Wow, dude you're getting excellent advice! It's so funny too, because as soon as you "fall in love" with someone, here comes the knockouts.....great for the ego (hey, we're guys and occassionally need a strokin'), but when you start comparing apples to applies reality sets in and you realize that it's best to stay with who you know and can trust. 12 years for myself and counting! Welcome to the brotherhood in advance, haven.
I can't give any advice haven, but I can tell you what happened to me. I got married when to a girl, by the way you describe her, was a lot like your fiance. She was smart, I always felt like I could be myself around her, in other words we just clicked. I was in the military and we lived in San Diego. Their were tons of hot chicks around but I was never interested, I was madly in love. Three years later my enlistment was up and we moved back home to Houston so I could begin attending school and she could finish. I was older than most, if not all, the other people in most of my classes. I don't need to go into the details of how or why, but eventually I started talking/flirting with this little 18 year old beautiful girl in my my Algebra class. I, like you, am not a cheater so the relationship never got past that but not for lack of trying on this girls part. Before I know it, I find myself reconsidering my marriage and wondering if I've made a huge mistake by "settling" for this "average" woman. Eventually I decided to seperate from my wife and try to play the field. It was the biggest mistake I've ever made. I quickly realized that the grass was not greener on the other side and tried desperately to get my wife back. It didn't happen, she was to hurt. I don't know if I thought I could just go back to what I had if things didn't work out or what, but I was very wrong. Their isn't a day that goes by that I don't miss her, and if I had a chance......well what does that matter I don't. So there you go, take it don't take it. But to quote Silent Bob on this one, "There's a million fine looking women in the world dude, but they all don't bring you lasagne at work. Most of em' just cheat on you"

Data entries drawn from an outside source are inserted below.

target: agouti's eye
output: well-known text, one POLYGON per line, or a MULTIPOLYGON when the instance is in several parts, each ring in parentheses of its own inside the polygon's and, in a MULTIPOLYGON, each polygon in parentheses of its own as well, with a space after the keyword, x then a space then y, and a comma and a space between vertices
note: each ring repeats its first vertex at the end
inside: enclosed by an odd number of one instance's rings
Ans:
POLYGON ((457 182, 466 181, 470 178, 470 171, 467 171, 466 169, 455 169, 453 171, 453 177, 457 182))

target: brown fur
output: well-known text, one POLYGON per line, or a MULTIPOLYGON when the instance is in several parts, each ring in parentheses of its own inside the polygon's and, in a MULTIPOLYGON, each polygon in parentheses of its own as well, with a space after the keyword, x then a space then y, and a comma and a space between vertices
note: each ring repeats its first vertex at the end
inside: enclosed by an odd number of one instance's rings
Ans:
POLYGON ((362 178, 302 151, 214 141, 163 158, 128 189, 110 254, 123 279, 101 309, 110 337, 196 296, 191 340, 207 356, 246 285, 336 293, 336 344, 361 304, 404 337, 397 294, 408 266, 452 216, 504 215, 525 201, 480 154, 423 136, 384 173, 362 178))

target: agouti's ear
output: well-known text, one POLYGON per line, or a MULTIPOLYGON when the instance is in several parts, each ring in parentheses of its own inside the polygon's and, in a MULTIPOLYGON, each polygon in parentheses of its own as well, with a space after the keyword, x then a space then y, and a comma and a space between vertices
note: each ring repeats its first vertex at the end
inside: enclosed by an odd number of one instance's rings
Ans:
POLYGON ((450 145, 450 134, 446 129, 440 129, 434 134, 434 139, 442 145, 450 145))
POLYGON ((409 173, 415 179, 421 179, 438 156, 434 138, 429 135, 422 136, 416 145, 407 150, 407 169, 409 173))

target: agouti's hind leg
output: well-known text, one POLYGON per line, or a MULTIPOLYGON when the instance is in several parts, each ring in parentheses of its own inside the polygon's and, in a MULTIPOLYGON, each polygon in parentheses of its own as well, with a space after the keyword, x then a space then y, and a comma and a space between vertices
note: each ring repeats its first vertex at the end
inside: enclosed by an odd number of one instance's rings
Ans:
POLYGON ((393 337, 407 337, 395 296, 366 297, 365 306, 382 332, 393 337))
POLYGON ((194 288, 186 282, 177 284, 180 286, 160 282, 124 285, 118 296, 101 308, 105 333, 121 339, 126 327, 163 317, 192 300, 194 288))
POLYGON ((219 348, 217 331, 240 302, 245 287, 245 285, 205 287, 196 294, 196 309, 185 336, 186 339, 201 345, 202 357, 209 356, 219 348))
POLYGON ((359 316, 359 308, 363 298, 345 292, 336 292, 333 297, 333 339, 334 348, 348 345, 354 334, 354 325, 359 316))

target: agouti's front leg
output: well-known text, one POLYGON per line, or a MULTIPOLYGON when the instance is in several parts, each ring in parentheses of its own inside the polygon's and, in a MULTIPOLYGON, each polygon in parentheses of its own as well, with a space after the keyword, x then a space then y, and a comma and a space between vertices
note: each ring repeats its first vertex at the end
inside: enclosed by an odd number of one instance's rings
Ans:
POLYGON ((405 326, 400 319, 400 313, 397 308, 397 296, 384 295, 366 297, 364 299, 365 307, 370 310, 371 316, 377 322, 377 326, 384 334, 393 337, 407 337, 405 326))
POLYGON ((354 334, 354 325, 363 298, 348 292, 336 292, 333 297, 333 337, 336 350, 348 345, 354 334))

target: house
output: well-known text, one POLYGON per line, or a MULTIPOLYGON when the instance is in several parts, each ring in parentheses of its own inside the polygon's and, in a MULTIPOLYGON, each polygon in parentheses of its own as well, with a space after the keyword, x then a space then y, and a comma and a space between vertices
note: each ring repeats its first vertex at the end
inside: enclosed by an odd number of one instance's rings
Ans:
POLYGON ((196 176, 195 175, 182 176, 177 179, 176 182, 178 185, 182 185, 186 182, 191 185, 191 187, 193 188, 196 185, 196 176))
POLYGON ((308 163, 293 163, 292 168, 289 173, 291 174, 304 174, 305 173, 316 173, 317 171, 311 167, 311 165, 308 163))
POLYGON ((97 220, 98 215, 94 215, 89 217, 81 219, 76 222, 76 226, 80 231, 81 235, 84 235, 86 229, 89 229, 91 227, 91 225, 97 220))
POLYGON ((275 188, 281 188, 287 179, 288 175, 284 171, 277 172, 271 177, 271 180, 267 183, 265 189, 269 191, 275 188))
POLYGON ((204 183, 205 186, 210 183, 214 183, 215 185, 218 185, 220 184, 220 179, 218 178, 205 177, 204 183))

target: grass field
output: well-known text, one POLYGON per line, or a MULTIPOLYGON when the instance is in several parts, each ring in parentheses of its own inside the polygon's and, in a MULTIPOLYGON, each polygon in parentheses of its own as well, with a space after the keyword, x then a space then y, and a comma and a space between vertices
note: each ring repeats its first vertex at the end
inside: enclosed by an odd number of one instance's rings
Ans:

haven- Being my baseball sim commisioner, I feel as if I have a special bond with you, and I need to impart this wisdom from the movie "Clerks". "There's a million fine looking women in the world, dude. But they don't all bring you lasagna at work. Most of 'em just cheat on you." - Silent Bob. Also, "Salsa shark. We're gonna need a bigger boat. Man goes into cage, cage goes into salsa, shark's in the salsa." - randal "It's important to have a job that makes a difference, boys. That's why I manually masturbate caged animals for artificial insemination." - random broad
Htownhero: Man, that was brave to say. There are so many guys out there who go through the same thing. We men have a tendency to get totally suckered in by our own egos and our lives run by our privates. It's sometimes amazing we can accomplish anything.